Many of us have limited resources to teach technology courses, both in terms of available staff and computing facilities. We've taught a course in CAD (Computer Aided Design/Drawing/Drafting) for some time and it has always been popular with students. The instructor has extensive experience in engineering and architecture and does a great job with the course. I have to wonder, though, as a geek who also has to pay the bills, if CAD is the best use of scarce resources.
To actually teach AutoCAD (really a gold standard in education and industry), licensing costs are considerable. The AutoDesk Design Academy is a massive suite of software that provides a lot tools for students and instructors and is, quite frankly, worth the cost. Yet long-term, what would benefit kids more? A class on CAD and related design software or a class on programming? Most modern languages and certainly robust programming techniques can be taught with free IDEs. Solid programmatic thinking and an understanding of syntax and logic based on just about any language will help students hitting everything from MatLab or SAS to web design and a variety of computer science fields.

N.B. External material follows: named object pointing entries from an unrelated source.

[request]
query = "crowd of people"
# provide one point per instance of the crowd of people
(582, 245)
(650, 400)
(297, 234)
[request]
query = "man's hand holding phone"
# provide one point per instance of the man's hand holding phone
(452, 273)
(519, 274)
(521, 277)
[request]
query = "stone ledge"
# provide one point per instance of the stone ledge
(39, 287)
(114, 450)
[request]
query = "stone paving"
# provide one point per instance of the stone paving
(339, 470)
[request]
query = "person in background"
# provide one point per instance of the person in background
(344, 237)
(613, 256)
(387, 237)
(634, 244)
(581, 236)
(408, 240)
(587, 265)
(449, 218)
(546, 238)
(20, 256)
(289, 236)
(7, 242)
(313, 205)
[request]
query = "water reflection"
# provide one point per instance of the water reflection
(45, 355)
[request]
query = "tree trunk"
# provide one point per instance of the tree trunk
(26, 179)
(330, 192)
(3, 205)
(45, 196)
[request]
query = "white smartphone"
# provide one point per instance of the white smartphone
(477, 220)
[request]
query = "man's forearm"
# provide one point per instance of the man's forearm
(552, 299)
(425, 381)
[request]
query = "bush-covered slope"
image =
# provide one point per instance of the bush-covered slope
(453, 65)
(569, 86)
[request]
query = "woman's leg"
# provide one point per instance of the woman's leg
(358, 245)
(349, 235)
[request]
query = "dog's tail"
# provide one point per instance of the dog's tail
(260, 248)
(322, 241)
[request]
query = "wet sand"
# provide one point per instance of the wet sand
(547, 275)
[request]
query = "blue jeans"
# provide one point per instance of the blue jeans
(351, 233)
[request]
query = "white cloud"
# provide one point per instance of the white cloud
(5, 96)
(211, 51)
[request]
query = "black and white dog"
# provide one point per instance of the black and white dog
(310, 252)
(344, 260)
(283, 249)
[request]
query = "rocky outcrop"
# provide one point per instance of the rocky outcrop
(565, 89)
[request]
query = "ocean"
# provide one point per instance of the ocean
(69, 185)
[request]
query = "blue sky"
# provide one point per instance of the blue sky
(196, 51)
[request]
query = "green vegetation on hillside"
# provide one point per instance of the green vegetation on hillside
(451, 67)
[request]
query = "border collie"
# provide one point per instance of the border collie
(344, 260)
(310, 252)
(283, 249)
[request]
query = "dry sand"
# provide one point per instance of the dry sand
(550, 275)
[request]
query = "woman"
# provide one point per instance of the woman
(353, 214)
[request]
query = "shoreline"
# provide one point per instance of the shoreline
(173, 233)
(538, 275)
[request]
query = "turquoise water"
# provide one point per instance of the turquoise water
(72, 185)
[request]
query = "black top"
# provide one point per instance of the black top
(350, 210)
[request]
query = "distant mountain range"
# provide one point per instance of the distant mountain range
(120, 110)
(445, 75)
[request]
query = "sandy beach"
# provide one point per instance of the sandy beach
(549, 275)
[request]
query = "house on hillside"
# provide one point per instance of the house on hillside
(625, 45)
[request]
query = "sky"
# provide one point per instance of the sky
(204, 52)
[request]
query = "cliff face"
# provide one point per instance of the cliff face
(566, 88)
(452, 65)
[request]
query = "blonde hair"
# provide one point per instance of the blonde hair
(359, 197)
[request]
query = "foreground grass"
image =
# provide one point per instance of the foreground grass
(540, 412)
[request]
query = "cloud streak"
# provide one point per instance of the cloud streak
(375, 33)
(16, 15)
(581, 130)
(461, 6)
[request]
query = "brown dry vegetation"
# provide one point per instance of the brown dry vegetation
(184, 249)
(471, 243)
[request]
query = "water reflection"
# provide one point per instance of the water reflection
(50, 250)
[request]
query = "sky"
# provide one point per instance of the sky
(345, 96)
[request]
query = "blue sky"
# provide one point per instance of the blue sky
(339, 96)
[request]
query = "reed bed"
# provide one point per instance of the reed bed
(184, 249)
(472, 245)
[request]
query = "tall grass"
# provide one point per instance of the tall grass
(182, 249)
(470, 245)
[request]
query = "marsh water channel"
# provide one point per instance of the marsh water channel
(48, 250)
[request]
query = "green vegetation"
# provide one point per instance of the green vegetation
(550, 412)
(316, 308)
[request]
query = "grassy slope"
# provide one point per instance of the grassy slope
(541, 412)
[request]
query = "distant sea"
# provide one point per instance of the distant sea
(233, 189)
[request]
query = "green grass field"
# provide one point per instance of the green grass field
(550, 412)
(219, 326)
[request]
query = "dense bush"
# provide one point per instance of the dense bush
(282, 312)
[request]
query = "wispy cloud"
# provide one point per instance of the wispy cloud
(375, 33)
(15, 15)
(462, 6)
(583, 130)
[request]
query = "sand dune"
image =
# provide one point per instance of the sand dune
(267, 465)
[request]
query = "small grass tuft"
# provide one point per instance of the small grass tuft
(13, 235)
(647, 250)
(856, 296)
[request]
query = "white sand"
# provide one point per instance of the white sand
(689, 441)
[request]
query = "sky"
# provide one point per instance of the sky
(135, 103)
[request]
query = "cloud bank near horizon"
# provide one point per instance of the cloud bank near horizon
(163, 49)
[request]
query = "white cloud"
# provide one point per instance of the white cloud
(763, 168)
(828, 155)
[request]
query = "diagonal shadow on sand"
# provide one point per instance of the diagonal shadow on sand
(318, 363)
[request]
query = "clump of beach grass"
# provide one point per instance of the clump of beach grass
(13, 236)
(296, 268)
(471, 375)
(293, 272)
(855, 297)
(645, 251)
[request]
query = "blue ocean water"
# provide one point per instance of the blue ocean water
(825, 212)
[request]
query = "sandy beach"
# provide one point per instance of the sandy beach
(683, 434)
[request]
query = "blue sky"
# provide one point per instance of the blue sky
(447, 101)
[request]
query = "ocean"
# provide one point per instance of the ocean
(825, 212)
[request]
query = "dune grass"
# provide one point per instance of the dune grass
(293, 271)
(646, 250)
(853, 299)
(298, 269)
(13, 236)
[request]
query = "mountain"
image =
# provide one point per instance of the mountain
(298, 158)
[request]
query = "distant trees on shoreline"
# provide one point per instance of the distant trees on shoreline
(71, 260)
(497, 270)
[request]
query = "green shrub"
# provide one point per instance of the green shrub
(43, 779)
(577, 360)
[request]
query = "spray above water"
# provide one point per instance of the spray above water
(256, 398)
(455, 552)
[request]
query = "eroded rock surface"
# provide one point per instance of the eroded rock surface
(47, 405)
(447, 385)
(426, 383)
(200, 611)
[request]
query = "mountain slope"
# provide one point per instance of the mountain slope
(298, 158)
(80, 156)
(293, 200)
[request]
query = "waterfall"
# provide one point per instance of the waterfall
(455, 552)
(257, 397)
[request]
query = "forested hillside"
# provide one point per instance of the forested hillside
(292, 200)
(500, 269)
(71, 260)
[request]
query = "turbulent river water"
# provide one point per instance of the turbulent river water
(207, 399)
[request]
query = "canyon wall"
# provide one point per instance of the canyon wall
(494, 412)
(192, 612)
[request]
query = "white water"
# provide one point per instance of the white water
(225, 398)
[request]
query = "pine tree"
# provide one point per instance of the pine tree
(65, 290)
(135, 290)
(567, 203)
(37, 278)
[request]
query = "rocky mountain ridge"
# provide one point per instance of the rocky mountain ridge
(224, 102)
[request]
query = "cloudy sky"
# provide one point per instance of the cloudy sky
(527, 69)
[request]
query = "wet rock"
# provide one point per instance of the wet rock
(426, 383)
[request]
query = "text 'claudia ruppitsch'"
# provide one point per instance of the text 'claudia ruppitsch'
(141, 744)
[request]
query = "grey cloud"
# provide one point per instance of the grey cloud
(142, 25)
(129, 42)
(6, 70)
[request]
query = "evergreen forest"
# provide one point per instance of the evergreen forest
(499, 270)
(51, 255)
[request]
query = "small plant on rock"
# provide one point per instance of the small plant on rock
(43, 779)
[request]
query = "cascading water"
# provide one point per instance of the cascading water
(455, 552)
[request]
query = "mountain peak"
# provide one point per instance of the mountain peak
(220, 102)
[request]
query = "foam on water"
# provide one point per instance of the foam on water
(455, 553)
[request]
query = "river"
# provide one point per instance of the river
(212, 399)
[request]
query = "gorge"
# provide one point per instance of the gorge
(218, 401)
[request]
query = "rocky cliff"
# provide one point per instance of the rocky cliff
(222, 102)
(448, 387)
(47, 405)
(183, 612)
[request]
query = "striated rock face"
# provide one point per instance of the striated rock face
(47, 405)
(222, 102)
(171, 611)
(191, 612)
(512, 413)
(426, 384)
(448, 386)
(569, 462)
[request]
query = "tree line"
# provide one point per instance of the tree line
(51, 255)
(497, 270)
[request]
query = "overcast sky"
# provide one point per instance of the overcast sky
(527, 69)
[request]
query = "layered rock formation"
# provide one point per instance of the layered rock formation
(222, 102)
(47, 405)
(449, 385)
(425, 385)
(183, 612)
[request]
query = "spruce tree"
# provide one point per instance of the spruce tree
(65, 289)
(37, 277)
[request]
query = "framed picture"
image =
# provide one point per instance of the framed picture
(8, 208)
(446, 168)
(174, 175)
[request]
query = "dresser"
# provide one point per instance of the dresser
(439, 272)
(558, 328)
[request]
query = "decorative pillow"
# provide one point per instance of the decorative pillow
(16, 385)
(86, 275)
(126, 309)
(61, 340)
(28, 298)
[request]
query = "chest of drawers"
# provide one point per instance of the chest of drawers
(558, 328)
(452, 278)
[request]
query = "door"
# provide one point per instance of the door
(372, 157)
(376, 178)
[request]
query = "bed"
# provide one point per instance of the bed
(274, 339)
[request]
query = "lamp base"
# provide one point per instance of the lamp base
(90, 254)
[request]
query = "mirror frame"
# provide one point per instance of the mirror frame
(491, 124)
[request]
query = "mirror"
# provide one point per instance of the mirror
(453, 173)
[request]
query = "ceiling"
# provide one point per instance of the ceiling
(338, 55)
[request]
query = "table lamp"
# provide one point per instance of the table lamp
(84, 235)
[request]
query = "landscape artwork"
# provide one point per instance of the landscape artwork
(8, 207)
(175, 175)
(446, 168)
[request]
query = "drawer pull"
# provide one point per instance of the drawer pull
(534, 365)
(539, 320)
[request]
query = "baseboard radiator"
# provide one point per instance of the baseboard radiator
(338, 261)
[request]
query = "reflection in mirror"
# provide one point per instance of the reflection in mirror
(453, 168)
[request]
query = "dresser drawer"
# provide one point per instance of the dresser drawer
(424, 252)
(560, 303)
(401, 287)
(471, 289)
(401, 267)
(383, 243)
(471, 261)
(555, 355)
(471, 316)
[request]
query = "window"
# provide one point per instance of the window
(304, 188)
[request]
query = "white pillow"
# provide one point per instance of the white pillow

No doubt budding engineers could also benefit from programming experience in high school.
So should we bother with CAD? If so, should it be at the expense of other technology education, particularly programming? For those few who have the resources to do both, it seems like a no-brainer. They both have applicability and we should do everything we can to prepare a broad cross-section of students for college and skilled labor. If it comes down to choosing between the two, though, I'm having trouble rationalizing teaching CAD instead of programming skills.